Re: UTF8 vs. Unicode (UTF16) in code

Date: Fri Mar 09 2001 - 06:51:25 EST

Generally, UTF-8 is a quicker-and-dirtier method of getting Unicode
support into a legacy product. The work that goes into supporting UTF-8
in 8-bit clean code is analogous to multibyte enabling: you have to
provide functions for moving the pointer about, searching, etc.

This *can* be less work initially than going whole hog and doing a UTF-16
port, especially if some of your code can remain "UTF-8 ignorant", which
is often the case.

UTF-16 is a bit more work. Most crossplatform developers choose to use
their own datatype (usually unsigned short) instead of wchar_t because of
the variability of the wchar_t type on different platforms. The problem
with that is the need to write a good bit of code to replace the usual
string functions one would expect to have available (and then replace
calls to the "usual string functions" wherever they occur in code!).

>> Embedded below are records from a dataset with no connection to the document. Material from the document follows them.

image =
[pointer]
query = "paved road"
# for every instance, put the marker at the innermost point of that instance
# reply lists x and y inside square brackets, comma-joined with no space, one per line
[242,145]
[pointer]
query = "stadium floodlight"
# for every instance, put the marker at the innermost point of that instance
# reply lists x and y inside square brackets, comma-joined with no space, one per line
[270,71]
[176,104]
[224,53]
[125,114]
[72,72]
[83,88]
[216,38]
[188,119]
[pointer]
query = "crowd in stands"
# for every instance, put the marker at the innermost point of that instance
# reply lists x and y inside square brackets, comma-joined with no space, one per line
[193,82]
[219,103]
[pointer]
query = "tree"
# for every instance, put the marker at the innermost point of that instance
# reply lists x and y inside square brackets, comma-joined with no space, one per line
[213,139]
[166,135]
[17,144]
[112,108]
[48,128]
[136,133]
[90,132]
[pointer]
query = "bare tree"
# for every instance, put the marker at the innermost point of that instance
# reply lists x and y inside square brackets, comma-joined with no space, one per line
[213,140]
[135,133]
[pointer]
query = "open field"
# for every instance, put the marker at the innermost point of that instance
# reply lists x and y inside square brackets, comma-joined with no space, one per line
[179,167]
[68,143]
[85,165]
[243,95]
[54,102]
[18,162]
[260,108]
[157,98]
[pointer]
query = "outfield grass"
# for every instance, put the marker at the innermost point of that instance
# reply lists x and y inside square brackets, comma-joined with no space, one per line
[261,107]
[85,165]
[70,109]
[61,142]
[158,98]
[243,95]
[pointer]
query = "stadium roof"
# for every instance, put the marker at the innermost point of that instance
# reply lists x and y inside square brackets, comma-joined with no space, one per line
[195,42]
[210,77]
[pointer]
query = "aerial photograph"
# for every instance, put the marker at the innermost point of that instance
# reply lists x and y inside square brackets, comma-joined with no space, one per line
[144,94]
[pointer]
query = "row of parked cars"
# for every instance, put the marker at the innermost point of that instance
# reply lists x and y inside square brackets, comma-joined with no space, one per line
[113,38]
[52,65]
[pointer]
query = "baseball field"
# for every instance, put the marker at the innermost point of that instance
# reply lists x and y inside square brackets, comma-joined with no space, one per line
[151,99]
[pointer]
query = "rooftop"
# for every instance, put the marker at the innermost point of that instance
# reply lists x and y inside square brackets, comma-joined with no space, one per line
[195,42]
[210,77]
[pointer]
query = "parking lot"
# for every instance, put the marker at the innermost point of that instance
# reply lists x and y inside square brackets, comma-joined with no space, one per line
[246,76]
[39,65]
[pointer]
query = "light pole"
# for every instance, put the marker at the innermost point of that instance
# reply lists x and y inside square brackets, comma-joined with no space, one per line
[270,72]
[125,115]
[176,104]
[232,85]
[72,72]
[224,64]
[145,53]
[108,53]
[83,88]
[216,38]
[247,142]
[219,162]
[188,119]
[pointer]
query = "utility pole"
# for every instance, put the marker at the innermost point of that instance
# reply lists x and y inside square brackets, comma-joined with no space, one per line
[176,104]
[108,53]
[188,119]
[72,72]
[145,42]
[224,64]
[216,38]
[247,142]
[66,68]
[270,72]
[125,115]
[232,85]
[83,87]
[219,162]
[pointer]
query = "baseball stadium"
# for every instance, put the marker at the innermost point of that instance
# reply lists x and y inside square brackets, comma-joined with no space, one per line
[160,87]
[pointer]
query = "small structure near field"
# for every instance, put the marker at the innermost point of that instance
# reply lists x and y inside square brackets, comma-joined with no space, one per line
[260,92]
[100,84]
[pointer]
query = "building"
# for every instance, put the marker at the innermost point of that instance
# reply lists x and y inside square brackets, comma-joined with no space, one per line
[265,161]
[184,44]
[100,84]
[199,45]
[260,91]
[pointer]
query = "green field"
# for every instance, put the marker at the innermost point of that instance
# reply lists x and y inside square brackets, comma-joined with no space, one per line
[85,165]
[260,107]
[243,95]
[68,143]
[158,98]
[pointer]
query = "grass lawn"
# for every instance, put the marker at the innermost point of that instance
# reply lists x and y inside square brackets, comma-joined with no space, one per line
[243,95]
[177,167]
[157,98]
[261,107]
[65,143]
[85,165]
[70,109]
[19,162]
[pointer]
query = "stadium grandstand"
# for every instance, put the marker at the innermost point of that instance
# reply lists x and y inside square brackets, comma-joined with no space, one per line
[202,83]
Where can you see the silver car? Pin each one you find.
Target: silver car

Most people use a library. The ICU library on IBM DeveloperWorks is
popular for this purpose. You might want to check it out.

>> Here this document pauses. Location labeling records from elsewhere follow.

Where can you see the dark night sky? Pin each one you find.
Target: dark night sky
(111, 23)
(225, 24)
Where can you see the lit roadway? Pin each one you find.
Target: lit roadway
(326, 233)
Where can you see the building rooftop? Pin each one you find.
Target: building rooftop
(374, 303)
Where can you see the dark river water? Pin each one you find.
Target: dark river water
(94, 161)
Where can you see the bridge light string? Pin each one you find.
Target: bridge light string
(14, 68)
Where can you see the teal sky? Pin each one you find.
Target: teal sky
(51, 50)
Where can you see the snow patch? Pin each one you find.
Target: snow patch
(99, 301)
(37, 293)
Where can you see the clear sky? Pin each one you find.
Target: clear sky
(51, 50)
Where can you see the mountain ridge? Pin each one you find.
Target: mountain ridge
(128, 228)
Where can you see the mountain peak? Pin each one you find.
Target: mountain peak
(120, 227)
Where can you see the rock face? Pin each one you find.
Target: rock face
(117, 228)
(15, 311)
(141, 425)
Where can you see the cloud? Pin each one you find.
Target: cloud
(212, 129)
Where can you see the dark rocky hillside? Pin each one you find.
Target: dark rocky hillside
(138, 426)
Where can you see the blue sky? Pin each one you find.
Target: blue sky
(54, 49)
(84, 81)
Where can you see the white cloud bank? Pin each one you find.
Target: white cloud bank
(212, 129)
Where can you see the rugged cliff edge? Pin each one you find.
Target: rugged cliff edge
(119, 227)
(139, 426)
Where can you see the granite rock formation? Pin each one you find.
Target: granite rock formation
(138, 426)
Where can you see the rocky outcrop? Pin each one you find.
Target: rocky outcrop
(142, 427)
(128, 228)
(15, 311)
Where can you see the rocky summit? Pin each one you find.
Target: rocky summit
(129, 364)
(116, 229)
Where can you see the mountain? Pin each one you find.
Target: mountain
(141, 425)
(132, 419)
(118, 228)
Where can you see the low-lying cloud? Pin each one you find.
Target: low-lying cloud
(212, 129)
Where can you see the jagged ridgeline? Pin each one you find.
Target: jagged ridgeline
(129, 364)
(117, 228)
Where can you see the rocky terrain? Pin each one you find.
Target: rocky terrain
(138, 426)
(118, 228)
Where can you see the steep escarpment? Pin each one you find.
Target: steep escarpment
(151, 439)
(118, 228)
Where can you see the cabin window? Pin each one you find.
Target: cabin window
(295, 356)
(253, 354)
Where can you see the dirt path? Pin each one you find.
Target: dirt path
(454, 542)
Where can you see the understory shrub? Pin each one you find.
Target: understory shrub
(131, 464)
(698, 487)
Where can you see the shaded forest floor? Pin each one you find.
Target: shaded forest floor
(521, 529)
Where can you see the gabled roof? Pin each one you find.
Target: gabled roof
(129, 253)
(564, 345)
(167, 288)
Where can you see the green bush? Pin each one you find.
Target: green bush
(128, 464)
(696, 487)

If you use wchar_t then the Microsoft platform is a breeze. Solaris is a
bit more work, since wchar_t isn't directly or explicitly linked to
Unicode. It's just a (32-bit) datatype. You do get the benefit of having
all your usual functions available. C++ developers can use the STL String
class (albeit with caveats).

And, as you note, you have to provide interface routines to your legacy
code (actually you have that problem either way you go).

So, after all that you may be wondering why most implementers choose to
implement a UTF-16 solution! The answer is that once you're done with the
initial port you'll find your code a bit more manageable and readable
(usually, usually) and it matches up better with other Unicode
implementations out there. For "on-the-wire" communications you'll still
probably end up with a UTF-8 representation, but this is only a few lines
of C to convert to/from UTF-16.

Good Luck,


Addison P. Phillips Globalization Architect
webMethods, Inc
Sunnyvale, CA, USA

+1 408.210.3569 (mobile) +1 408.962.5487 (ofc)
"Internationalization is not a feature. It is an architecture."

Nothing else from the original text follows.